The Great and Small Oʻahu crakes did not turn up anywhere near Zapornia (nor Porzana) in the morphological-molecular analysis, but robustly fell within the other rail subfamily Rallinae. Therein they resolved in tribe Rallini as well-distinct lineages within a radiation around Gallirallus. The smaller species fell within Hypotaenidia (which nowadays contains the bulk of the Pacific island rails formerly included in Gallirallus), while the larger one turned out more less closely related, in a badly-resolved radiation of mid-sized to large and very often flightless species comprising numerous small genera. Remarkably, the same phylogenetic situation also occurred on the Chatham Islands on the opposite end of the Pacific Ocean; there, however, the more ancient lineage (Chatham rail) evolved to diminutive size, while the Hypotaenidia species (Dieffenbach's rail) became more robust than its volant ancestors.

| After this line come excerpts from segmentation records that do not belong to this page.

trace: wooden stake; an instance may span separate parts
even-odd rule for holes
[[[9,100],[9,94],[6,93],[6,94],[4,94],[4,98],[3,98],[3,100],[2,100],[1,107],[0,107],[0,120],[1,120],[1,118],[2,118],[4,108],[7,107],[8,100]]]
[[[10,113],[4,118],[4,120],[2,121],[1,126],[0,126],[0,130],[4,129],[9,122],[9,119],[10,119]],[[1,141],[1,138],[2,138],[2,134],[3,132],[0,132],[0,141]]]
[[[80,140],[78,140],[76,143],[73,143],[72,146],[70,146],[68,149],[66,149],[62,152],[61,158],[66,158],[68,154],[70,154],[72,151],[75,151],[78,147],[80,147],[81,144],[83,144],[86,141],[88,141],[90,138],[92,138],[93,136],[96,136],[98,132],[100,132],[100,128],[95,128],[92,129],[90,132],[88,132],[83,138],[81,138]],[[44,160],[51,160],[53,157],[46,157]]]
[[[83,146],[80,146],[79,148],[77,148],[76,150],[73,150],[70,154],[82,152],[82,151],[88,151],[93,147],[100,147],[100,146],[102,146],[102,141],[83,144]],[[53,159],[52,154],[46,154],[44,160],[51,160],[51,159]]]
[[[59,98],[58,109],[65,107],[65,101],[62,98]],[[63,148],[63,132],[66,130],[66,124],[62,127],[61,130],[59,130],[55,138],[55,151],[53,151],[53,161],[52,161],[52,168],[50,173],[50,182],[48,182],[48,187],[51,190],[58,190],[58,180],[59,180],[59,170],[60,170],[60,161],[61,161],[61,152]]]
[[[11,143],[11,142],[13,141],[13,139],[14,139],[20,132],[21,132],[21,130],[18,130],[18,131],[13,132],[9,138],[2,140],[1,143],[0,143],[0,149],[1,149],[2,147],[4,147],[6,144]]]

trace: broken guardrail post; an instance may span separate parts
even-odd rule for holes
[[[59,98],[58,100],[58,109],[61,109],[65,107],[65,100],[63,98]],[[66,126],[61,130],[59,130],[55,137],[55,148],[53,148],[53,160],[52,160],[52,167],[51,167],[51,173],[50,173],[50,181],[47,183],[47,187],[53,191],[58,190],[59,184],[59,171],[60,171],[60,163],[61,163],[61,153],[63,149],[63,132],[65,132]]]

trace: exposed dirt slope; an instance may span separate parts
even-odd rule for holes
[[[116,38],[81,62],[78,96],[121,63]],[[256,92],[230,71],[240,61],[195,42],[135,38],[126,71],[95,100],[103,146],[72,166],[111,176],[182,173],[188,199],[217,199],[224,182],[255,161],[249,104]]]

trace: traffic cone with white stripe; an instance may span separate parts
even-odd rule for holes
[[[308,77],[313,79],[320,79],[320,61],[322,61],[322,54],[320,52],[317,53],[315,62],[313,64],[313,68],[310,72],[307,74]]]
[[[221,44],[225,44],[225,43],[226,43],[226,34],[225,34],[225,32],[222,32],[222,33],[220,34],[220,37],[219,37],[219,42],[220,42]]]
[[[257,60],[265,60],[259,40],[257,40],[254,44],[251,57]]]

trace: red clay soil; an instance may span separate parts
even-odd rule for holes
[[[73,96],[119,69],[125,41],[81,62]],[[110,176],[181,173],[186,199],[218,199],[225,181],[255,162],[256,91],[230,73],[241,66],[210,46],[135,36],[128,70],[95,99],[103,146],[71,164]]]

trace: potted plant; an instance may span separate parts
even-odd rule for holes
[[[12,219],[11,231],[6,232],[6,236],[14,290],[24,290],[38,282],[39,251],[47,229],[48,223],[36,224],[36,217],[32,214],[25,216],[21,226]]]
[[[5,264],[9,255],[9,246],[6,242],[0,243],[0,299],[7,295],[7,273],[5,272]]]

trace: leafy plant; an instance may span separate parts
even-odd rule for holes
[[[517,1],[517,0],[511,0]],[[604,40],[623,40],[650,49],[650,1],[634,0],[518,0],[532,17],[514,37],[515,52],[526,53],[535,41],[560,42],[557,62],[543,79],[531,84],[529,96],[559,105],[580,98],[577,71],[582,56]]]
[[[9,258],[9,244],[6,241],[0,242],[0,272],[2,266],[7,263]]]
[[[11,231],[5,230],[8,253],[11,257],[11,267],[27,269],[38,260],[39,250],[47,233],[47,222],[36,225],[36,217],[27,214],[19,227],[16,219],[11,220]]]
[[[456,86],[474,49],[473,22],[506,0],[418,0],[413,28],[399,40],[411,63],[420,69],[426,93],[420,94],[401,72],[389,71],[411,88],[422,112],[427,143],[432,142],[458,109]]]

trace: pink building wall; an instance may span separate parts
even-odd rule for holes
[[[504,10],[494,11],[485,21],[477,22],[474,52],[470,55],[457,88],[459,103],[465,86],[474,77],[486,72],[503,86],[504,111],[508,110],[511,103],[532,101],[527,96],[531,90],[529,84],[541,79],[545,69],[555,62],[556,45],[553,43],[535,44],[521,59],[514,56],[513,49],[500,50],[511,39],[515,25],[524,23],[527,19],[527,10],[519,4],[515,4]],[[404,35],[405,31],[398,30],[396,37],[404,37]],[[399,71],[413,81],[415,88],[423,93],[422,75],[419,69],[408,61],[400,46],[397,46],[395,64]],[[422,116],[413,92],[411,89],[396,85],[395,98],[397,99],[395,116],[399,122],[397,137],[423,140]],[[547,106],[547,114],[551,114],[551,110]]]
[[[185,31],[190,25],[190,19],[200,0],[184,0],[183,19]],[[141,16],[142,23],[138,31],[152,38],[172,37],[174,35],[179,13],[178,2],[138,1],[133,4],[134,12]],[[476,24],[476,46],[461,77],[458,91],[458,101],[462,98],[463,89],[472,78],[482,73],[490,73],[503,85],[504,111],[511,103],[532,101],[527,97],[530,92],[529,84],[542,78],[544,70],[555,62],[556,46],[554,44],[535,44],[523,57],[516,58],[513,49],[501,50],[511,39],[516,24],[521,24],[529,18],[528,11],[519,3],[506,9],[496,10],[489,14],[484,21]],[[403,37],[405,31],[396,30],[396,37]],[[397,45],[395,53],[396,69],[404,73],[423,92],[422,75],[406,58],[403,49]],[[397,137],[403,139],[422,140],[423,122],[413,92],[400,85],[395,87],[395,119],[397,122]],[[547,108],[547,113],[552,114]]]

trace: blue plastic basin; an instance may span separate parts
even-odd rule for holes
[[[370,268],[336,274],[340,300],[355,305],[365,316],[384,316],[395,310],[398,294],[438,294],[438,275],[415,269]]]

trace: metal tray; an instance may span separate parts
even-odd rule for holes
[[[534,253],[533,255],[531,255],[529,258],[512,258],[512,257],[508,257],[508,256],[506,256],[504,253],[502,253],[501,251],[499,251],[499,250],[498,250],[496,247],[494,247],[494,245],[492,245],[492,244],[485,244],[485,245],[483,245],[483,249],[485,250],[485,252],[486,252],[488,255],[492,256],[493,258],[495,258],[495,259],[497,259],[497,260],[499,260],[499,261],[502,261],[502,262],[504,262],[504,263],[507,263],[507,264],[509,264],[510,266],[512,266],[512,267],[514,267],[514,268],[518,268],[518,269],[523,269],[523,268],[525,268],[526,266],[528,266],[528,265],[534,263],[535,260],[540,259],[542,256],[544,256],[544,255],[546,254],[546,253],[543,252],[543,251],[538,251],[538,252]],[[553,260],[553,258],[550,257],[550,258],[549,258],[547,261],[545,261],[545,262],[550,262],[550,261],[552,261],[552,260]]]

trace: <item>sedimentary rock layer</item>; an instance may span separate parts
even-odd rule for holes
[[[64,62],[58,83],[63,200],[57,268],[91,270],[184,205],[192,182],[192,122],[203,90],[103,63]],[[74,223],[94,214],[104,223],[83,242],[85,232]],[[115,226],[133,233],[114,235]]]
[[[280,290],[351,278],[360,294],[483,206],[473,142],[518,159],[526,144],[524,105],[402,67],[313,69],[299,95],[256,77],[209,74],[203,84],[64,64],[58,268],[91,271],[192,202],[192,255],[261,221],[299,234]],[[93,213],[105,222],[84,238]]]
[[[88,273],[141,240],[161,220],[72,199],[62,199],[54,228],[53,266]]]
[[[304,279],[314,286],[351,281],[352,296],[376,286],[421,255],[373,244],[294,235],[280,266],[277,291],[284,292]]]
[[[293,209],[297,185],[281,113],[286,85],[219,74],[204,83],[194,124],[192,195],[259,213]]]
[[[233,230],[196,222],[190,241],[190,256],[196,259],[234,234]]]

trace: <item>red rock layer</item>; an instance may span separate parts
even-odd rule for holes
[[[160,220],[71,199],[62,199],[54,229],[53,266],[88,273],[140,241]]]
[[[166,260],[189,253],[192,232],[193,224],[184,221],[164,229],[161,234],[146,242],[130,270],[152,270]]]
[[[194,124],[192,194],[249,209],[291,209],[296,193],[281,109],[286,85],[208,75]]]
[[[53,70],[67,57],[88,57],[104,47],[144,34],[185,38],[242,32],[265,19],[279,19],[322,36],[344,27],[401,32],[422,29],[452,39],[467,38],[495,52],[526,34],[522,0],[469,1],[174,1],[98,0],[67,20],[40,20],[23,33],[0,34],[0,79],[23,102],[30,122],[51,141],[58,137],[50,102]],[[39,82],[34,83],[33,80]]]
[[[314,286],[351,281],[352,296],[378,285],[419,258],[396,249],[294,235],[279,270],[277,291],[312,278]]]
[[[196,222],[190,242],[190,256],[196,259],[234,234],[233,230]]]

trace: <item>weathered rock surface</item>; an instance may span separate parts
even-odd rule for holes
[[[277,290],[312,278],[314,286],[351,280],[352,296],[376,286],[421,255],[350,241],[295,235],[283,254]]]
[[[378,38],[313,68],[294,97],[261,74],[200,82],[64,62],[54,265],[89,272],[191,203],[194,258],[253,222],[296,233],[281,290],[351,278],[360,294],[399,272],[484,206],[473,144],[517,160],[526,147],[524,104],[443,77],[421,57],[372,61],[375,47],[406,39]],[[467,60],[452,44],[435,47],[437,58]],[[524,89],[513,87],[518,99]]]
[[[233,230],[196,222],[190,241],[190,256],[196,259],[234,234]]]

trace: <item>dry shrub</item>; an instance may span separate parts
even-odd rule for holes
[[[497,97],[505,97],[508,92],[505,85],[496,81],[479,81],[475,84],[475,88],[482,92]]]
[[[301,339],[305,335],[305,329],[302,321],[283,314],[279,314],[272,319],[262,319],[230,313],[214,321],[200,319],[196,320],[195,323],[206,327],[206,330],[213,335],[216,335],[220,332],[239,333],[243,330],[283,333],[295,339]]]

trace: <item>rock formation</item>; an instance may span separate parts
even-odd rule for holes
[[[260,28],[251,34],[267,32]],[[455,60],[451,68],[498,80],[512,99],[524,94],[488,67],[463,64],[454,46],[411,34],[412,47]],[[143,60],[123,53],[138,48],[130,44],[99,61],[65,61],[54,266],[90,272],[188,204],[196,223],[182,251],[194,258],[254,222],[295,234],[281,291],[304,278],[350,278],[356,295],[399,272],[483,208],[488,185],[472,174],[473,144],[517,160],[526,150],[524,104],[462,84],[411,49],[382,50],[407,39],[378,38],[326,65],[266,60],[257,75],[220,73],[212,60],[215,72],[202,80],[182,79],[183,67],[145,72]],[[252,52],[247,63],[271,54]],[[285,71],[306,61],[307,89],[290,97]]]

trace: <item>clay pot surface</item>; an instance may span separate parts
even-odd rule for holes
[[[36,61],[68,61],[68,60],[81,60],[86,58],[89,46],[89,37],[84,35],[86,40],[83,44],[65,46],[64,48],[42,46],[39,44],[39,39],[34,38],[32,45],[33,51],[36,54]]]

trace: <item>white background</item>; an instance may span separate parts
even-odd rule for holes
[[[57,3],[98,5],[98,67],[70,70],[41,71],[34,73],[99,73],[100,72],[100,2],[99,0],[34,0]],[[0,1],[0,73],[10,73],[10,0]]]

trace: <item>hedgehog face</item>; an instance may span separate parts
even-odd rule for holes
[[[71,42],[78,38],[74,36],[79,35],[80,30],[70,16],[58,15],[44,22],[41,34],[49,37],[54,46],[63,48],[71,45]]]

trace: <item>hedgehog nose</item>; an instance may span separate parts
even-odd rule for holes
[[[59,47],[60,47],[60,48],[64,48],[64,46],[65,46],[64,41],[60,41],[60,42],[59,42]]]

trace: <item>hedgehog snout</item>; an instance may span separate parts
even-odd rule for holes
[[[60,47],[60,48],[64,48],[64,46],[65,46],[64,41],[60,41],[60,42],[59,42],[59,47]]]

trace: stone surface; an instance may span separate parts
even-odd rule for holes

Both Great Big Island crake and Small Big Island crake are known from very few subfossil remains; they resemble the Hawaiian rail but are about 10% larger/smaller in linear dimensions of their bones, which is well outside the known range of Hawaiian rail size variation. Ancient DNA was successfully extracted from the remains, which suggested a close relationship with the Hawaiian rail, the Spotless crake, and the Small Maui crake; as with the Maui rails, no data or detailed information were published. Until more individuals of the extinct rails of the Big Island of Hawaiʻi are found, the exact relationships and even the distinctness of the two unnamed species remain elusive.